Letters - (2021) Volume 10, Issue 5
Mohammadreza Azimi*
Department of Aerospace Group (New Sciences and Technologies), University of Tehran, Amirabad, Iran
Received Date: August 09, 2021;Accepted Date: August 23, 2021; Published Date: August 30, 2021
Citation: Azimi M (2021) Iris Recognition for Smokers and Non-Smokers. J BioMed Sci Vol.10 No.5:60.
Smoking is one of the most common habits around the world and the immediate effect of smoking on the performance of voice recognition systems has been studied. Smoking is also known as a social issue that can lead to voice deviations, vocal changes, and acoustics complaints, as reported in which the sub data from the NIST telephone recording database was used.
However, no tests have been conducted to investigate the reliability of iris recognition systems for smokers and nonsmokers. The purpose of this section is to understand whether the biometrics results are better for non-smokers in comparison with heavy smokers. According to the obtained results, the iris recognition system performed very well for both smokers and non-smokers groups.
Keywords
Heavy smokers; Intra ocular pressure; Biomechanical; Hypothesis test
Introduction
The negative impact of pupil dilation on iris recognition performance has been reported by several researchers. Karakaya and Celik, quantified the effects of pupil dilation and gaze angle on real frontal and off-angle images at various levels of dilation [1]. The experiments revealed that larger differences in dilation levels and gaze angles between the compared iris images increase the Hamming distance. Analyzed the impact of drugs on pupil dilation, proposes the use of a biomechanical nonlinear iris normalization scheme along with a key point-based feature matching for mitigating the impact of drug-induced pupil dilation on iris recognition, and investigates differences between drug-induced and light-induced pupil dilation on iris recognition performance [2,3]. In a paper written by the acute effects of smoking on Intra Ocular Pressure (IOP) and pupil size were presented [4]. In their study, 52 healthy habitual cigarette smokers were recruited and the achieved results showed that the photopic pupil sizes of the subjects before and after smoking were significantly different.
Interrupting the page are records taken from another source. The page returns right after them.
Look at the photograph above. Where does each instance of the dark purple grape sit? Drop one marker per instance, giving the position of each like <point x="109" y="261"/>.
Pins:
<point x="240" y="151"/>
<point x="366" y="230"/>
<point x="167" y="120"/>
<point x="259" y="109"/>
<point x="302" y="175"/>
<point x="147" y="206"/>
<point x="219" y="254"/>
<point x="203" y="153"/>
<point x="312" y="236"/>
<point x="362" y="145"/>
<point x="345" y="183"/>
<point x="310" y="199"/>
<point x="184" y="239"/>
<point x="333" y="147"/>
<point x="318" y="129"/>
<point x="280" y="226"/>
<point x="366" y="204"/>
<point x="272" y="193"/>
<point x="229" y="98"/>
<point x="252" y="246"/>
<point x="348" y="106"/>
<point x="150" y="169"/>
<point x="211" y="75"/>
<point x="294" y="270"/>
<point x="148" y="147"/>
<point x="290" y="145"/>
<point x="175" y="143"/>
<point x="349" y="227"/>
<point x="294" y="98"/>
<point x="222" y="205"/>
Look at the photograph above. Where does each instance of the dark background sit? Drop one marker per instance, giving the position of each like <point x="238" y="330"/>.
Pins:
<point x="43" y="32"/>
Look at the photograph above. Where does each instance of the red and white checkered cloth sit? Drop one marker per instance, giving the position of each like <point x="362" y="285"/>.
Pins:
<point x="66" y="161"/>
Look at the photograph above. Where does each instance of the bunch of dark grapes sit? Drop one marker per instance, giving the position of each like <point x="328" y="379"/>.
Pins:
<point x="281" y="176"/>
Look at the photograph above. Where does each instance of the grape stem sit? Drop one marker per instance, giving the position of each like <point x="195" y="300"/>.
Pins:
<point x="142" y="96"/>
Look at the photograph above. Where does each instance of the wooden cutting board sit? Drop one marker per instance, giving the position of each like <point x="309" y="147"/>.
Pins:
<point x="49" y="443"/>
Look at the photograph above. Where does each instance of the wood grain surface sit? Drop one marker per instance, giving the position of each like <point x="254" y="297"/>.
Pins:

The mean Intra Ocular Pressure (IOP) after smoking was also significantly higher than the Intra Ocular Pressure (IOP) before smoking. For the hypothesis test, a T-test was used. In another study by the same authors, pupil sizes and total ocular aberrations were assessed by an optical path difference scanning system (OPD-Scan II ARK-10000, NIDEK) and only the right eyes were considered for statistical analysis. Statistical Package for the Social Sciences (SPSS) version 11.0 statistical software system was used for all statistical analyses and was regarded as statistically significant. They reported that the smokers in the study had an abstinence period for at least 12 hours before the measurements; hence the psychological relaxation after smoking in chronic smokers may also cause the inhibition of sympathetic activation in the abstinence period. In one paper, the authors evaluated the acute changes in objective accommodation and Ocular Wavefront Aberrations (OWA) after cigarette smoking.
Materials and Methods
For the purpose of collecting a new database, regular cigarette smoker volunteers from the staff of Babol University of Medical Sciences were recruited in the study. The participants were required to meet the criteria of having smoked 15 or more cigarettes per day for at least a five-year period. Informed consent was obtained from all of the volunteers. Our new database contains 284 iris samples taken from 41 eyes of smokers and 390 iris samples from 87 eyes of non-smokers (Figure 1).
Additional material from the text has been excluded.